Independent homeostatic regulation of B cell compartments

Abstract
In the present study we used mice with a developmental arrest of B cell production to study the ability of a limited number of normal B cell precursors to populate peripheral B cell pools. In chimeras reconstituted with mixtures of bone marrow (BM) cells from normal and B cell-deficient donors, we show that the rate of BM B cell production is a constant function of the number of BM pre-B cells and is not modified by the peripheral B cell pool size, i.e. there is no feedback regulation of the central pre-B cell compartment by the number of mature B cells.
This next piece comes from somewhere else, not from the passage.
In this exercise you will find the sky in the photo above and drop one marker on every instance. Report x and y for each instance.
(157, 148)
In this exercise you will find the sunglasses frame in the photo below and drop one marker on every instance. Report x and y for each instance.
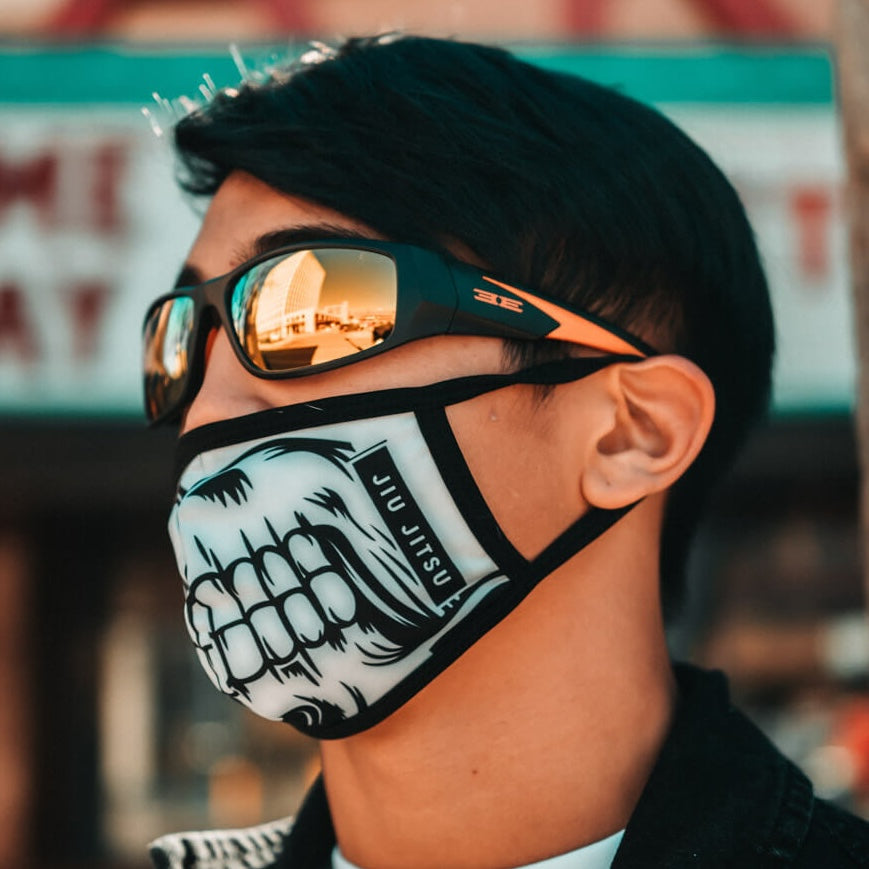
(435, 295)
We also show that the physiological number of peripheral B cells requires a minimum continuous input of newly formed cells, but is not determined by the number of B cell precursors. Chimeras with a threefold reduced rate of BM B cell production have normal numbers of peripheral B cells. Parabiosis between normal and B cell-deficient mice showed that the BM B cell production of one mouse suffices to replenish the B cell pool of three mice. Finally, we show that the compartment of activated IgM-secreting B cells is homeostatically autonomous since the number of cells it comprises is regulated independently of the size of the mature B cell pool. The results presented here support a model of the immune system in which the size of the different B cell compartments, i.e. pre-B, resting B and IgM-secreting, is autonomously regulated.